Kiss Kiss Bang Bang (2005)

Before Robert Downey, Jr. was a superhero, he was a pretty good actor. Unfortunately, he was treading water in films that most people no longer remember. But a funny thing happened, this film led to his partnership with actor/director Jon Favreau and Iron Man.

Along came Kiss Kiss Bang Bang, a tongue-in-cheek film about film noir private eyes. It was a story that curves and folds back on itself. Shane Black (Lethal Weapon) took a novel and turned it into characters from Hotel California. This was also Black’s directorial debut. Kiss Kiss Bang Bang is witty and soberly violent at times, reminding me of Robert Benton’s Late Show, or virtually anything from Robert Altman.

Downey stars with Val Kilmer, Michelle Monaghan and Corbin Bernsen.

The film was produced by Joel Silver (48 Hrs., Lethal Weapon).

The script must have read like a pulp novel, big characters, wise-cracking dialogue, a story that jumps from the present to the past and back, neon and fake L.A., cute titles introducing chapters in the film, Downey as the snarky narrator and characters who knew each other as kids and now trying to be something they are not. Watching this, I thought Tarantino and specifically, Once Upon a Time in Hollywood.

The film gets its name from a Pauline Kael book of film criticism from the late 1960s. Sex and violence are what audiences were attracted to, according to Kael, so kiss and bang were film marketing in the most basic sense.

Downey is Harry, a thief who running from the police stumbles into a film audition. From there he gets invited to a Hollywood party where he meets Harmony (Monaghan) and Gay Perry (Kilmer) and the adventure begins.

Their stories are intertwined as Harry is studying being a private detective from Perry. Harry knows Harmony from his hometown. She is trying to find what happened to her younger sister who came out to L.A. looking for her biological father, who happens to be throwing the party where they all meet at the beginning of the film.

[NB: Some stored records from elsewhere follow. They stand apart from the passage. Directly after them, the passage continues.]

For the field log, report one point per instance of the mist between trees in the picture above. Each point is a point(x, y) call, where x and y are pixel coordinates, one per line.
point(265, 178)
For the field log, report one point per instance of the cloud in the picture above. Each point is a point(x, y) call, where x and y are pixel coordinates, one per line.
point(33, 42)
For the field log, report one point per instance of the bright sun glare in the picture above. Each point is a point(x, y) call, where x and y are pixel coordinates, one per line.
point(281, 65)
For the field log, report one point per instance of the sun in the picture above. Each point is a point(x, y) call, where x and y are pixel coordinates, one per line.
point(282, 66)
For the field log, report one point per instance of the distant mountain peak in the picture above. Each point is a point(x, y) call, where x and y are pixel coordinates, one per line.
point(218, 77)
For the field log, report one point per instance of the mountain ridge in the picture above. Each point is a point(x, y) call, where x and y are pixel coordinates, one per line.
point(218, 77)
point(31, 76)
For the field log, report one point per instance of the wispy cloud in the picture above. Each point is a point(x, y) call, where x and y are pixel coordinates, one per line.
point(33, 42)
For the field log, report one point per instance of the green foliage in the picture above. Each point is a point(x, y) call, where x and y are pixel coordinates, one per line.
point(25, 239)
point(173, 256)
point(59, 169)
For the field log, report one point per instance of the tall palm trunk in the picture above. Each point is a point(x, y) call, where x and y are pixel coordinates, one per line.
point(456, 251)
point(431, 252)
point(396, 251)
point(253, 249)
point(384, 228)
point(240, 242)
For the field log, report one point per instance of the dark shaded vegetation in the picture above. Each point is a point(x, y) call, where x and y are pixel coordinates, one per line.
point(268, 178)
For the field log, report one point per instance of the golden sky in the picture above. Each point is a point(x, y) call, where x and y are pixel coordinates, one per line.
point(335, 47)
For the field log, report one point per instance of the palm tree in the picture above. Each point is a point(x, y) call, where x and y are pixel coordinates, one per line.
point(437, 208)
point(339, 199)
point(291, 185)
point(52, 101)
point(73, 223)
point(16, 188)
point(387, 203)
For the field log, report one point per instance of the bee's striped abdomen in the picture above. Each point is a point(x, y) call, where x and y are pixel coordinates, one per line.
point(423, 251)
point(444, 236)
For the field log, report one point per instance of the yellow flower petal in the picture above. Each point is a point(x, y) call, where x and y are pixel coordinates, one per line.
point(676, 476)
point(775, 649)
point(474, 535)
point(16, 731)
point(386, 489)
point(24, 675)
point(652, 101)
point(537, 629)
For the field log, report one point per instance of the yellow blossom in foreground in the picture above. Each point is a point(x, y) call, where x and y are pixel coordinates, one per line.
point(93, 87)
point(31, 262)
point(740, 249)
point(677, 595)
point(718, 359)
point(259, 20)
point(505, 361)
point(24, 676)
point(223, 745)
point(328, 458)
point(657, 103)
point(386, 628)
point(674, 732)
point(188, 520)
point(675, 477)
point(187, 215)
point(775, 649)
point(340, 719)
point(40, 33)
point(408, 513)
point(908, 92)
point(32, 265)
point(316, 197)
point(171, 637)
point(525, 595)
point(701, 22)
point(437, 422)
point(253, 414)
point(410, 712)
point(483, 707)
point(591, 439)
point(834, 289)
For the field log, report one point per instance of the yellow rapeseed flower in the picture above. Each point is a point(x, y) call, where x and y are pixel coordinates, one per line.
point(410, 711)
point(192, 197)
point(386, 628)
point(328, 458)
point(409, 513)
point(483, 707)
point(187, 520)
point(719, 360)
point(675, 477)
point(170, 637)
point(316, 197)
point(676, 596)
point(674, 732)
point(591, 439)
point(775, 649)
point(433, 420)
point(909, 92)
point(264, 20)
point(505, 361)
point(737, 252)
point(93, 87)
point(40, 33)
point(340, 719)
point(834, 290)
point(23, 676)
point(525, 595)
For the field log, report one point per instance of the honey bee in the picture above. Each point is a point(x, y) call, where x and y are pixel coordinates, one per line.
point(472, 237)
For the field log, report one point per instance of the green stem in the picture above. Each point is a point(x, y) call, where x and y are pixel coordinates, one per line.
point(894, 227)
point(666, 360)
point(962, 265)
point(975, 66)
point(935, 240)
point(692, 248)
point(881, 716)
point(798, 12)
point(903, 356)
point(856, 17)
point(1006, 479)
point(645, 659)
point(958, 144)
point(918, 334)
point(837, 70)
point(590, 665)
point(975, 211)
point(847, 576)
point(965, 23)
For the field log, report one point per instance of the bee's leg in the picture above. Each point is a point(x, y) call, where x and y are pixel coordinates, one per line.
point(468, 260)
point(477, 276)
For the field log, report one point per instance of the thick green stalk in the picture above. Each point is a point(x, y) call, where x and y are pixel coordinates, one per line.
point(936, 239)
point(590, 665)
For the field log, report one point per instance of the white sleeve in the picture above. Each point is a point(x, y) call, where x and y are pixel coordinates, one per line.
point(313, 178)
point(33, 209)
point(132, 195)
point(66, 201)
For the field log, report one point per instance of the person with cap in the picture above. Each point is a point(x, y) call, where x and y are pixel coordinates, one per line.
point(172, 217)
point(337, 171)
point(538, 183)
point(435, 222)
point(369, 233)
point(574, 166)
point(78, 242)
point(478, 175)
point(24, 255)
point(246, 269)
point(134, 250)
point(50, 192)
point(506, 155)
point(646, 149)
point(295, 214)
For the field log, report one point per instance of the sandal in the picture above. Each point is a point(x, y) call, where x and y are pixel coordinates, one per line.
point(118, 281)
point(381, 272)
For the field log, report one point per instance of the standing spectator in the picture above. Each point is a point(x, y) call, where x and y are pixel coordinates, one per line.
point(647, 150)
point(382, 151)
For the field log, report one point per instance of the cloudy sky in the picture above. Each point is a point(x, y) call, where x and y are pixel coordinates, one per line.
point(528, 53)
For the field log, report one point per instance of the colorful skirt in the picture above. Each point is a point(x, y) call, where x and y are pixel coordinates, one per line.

I will not try to explain the plot, it is quite complicated, but if you have been in a cornfield maze, trying to find your way to the end, that’s your task as a viewer.  Dead bodies show up without knowing how they play into story, but they do eventually.  Harry loses a finger and is delayed in getting to the hospital to have it reattached.  His efforts to hook up with Harmony also continue to fail.  Perry thinks Harry is an idiot and keeps telling him so.  Somewhere in the story, Jonny Gossemer, a pulp novel private eye, plays a role from Harmony’s childhood.  The possible father (Bernsen) of Harmony’s sister, is the one throwing the party where they all meet.   He has all of the Jonny Gossemer books and is involved in this collection of mysteries, to complicate things, his other daughter suddenly turns up dead, discovered by Harry and Perry.

Setting the story in L.A. and involving the glitz and pretentiousness of the city is nothing new.  A potboiler of twists and turns is also not new.  What elevates this film are the three main characters and their interaction, the snarky dialogue and emotional connection they develop.  Downey narrates the film, adding commentary rather than just announcing events; his voice is really a fourth main character.  The narration keeps the film from sinking into a more conventional detective film.  Black of course wrote Lethal Weapon, and the relationship between detectives Riggs and Murtaugh, which was what made the four Lethal Weapon films so entertaining.  Black has a gift for playful interaction that weaves The Three Stooges and The Odd Couple into the character interaction.

When it was released, Kiss Kiss Bang Bang garnered good word-of-mouth, in fact the comments on Rottentomatoes.com are very positive, but the film failed at the box office.  It did not earn back its production cost at the box office, although it did better outside the U.S.  At the time, neither Downey or Kilmer were considered actors that could open a film.  Since, Downey has starred in Iron Man, Spiderman and Avenger films, Sherlock Holmes and Doolittle.  Big films, not necessarily all great ones, but huge publicity and paychecks.

Black’s career has been up and down. Once the hot young writer in Hollywood, his career turned to ice. This time it was Downey who called and got him the Iron Man 3 gig.